# Calendar integration, partB

This Jupyter Notebook brings together all file types on Inside Airbnb (listings.csv.gz, calendar.csv.gz, reviews.csv.gz) to form a dataset on nightly property pricing, availability, and booking transactions. Using the listings files, this dataset also includes property characteristics such as the number of bedrooms, the room type, its review score and host characteristics.

The code below relies on previously run Notebooks “1st_stage_panel_data_cleaning.ipynb” and “Calendar_integration_partA.ipynb”. In particular, this notebook will load in:  
* [CITY]_1stStageClean.csv.gz file created in the “1st_stage_panel_data_cleaning” notebook
* [CITY]_rejoined_booked_df.csv  created in the “Calendar_integration_partA” notebook

Review files must also be saved in the Raw Data path in order for the code below to run. 

In [1]:
import os
import pandas as pd
import numpy as np
import datetime
from functools import reduce
import time

# Enable garbage collection module for memory purposes
import gc
gc.enable()

In [2]:
# Select city to work with

city_folder = 'united-states_portland/'
city_abbrev = 'POR'

In [3]:
# Universal directory setup
cwd1 = os.getcwd() 

# Go up one directory level
os.chdir('..')
cwd2 = os.getcwd()

# Set paths
graphics_folder = cwd2 + '/3. Graphics/'
data_path = cwd2 + '/Saved data/'
csv_path = cwd2 + '/0. Raw data/' + city_folder

# Revert to preliminary directory
os.chdir(cwd1)

## 1. Review assumption

I make an assumption that a property must have been 'active' ten days before it recieved a review.
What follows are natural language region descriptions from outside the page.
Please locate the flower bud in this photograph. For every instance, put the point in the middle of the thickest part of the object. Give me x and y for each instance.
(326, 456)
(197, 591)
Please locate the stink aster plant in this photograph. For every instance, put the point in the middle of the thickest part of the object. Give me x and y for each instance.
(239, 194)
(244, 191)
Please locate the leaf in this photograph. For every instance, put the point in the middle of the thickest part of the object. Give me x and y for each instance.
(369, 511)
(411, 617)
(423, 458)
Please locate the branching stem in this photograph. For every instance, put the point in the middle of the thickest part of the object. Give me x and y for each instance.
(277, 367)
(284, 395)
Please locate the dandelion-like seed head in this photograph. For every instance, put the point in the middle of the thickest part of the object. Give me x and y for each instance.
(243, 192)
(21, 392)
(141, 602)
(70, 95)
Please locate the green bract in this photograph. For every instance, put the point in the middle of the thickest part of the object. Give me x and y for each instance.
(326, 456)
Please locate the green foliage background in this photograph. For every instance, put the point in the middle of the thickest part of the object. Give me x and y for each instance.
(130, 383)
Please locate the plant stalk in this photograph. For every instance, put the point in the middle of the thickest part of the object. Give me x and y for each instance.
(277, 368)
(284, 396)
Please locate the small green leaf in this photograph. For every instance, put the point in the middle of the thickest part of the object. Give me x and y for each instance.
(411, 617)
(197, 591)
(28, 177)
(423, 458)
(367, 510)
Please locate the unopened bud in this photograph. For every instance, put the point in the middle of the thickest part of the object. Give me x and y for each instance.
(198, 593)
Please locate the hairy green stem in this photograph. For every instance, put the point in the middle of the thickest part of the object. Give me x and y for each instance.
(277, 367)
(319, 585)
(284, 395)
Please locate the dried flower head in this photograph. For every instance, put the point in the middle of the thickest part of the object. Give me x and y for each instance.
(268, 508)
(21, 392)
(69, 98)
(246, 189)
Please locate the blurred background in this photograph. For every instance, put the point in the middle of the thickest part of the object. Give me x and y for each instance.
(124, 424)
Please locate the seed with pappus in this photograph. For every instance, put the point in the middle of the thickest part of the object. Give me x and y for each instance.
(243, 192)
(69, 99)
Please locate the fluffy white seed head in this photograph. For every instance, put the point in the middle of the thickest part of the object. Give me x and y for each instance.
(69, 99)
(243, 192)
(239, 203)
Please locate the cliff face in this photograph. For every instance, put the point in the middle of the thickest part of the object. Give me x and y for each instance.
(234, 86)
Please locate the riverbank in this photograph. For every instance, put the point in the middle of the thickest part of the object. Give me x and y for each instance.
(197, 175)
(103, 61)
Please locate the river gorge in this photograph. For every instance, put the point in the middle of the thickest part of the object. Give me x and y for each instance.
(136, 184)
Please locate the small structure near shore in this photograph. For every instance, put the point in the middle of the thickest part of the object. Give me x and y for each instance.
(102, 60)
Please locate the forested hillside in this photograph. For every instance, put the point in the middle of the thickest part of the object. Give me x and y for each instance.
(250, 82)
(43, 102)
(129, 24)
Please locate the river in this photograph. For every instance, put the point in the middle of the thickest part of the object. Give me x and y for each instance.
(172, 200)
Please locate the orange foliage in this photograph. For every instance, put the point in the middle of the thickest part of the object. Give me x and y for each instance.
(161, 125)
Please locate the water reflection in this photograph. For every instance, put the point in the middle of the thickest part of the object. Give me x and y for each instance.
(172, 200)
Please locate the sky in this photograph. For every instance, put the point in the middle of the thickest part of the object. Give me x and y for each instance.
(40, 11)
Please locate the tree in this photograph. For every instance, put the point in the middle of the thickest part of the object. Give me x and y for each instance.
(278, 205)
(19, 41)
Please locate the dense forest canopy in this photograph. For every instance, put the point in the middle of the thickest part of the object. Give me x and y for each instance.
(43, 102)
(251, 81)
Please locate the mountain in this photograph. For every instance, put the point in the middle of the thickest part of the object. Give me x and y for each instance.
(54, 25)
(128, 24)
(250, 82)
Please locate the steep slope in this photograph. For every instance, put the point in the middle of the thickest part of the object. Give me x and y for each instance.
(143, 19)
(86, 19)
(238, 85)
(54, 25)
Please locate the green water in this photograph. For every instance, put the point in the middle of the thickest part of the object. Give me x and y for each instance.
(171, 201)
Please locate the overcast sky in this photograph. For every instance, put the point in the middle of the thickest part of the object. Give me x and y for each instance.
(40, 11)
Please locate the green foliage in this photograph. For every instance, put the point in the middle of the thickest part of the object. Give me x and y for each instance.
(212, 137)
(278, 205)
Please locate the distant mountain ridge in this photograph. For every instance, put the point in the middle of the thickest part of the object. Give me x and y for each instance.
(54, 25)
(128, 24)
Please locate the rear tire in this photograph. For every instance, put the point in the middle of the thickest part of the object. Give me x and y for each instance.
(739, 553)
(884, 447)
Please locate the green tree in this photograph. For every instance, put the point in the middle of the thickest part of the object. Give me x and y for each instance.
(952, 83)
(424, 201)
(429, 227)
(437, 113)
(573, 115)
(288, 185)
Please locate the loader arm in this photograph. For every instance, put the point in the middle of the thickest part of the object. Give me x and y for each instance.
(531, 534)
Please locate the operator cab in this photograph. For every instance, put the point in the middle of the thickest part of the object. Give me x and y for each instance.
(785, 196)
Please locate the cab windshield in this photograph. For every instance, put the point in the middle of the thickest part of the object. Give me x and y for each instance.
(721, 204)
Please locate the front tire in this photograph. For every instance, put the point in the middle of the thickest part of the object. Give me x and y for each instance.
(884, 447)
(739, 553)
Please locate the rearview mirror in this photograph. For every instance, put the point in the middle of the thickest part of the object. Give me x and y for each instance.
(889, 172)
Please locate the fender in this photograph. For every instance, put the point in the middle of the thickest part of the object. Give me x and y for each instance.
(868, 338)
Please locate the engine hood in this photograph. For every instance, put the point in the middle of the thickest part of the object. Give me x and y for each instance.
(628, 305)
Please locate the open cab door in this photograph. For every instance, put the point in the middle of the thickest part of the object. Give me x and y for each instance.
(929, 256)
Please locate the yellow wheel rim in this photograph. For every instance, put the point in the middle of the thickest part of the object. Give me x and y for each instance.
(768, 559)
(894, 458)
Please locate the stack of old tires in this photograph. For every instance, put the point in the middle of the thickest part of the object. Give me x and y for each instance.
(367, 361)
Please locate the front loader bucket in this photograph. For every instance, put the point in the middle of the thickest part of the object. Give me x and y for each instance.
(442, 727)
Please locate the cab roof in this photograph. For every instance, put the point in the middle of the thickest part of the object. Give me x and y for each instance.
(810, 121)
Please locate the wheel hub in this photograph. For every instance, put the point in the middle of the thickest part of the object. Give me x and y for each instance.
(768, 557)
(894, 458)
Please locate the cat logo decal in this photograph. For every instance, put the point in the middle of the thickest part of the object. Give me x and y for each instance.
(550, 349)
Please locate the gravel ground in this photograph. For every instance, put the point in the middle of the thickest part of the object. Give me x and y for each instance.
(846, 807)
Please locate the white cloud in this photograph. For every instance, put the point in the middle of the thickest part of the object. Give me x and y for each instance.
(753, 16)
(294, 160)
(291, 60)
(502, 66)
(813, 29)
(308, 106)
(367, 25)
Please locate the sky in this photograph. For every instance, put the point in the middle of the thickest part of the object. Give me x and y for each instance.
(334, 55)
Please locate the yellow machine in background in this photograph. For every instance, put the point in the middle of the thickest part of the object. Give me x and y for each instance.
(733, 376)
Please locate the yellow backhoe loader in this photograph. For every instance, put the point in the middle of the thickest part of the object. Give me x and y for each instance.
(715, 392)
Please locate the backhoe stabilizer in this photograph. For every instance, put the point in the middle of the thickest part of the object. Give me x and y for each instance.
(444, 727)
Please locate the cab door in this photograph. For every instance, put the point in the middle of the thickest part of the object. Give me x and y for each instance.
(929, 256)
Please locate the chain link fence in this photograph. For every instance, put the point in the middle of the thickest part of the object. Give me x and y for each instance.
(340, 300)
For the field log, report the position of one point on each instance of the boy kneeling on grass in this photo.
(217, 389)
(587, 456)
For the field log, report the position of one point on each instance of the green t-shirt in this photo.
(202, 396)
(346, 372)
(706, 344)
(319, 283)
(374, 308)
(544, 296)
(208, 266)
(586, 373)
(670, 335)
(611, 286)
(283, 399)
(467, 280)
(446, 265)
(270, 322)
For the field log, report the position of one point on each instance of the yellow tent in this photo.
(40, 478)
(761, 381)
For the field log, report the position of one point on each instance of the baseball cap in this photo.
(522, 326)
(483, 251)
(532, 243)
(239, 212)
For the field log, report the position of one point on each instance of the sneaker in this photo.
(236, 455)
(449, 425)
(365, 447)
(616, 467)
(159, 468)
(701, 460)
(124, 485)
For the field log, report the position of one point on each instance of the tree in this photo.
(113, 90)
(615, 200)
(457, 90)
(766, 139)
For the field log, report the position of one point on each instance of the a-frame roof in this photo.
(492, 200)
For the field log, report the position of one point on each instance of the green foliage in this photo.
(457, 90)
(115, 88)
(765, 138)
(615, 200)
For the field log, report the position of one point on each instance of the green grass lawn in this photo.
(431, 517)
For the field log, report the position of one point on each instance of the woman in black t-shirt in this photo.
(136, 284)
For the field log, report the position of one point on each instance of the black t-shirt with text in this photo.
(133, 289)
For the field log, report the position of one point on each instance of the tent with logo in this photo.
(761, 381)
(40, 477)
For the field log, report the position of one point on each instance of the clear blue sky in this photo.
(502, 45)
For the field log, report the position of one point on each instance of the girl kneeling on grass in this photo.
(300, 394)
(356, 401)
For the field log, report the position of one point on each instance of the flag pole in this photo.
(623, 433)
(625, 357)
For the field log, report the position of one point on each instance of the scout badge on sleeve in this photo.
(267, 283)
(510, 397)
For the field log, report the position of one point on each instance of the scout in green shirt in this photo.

This assumption can be adjusted by a researcher in the follow cell.

In [4]:
# Set how many days before a review a property is assumed to be active. 
N_days_before = 10

In [5]:
calFiles = []
fileNames = os.listdir(csv_path)
for fileNames in fileNames:
    if fileNames.endswith("calendar.csv.gz"):
        calFiles.append(fileNames)      

file_dates = []

for i in range(len(calFiles)):
    file_dates.append(calFiles[i].split('_')[2])
    
file_dates = np.sort(np.array(file_dates).astype('datetime64[M]'))

print(file_dates)

['2015-03' '2015-05' '2015-09' '2015-11' '2015-12' '2016-01' '2016-02'
 '2016-04' '2016-05' '2016-06' '2016-07' '2016-08' '2016-09' '2016-11'
 '2016-12' '2017-01' '2017-02' '2017-03' '2017-04' '2017-05' '2017-06'
 '2017-07' '2017-08' '2017-09' '2017-10' '2017-11' '2017-12' '2018-01'
 '2018-02' '2018-04' '2018-05' '2018-07' '2018-08' '2018-09' '2018-10'
 '2018-11' '2018-12' '2019-01' '2019-02']


# 2. Upload listings dataframe/cross sectional file

In [6]:
os.chdir(data_path)
dateCols =['last_scraped', 'host_since', 'first_review', 'last_review']

listings_df = pd.read_csv(city_abbrev + '_1stStageClean.csv.gz', compression = 'gzip', 
                          low_memory=False, parse_dates=dateCols)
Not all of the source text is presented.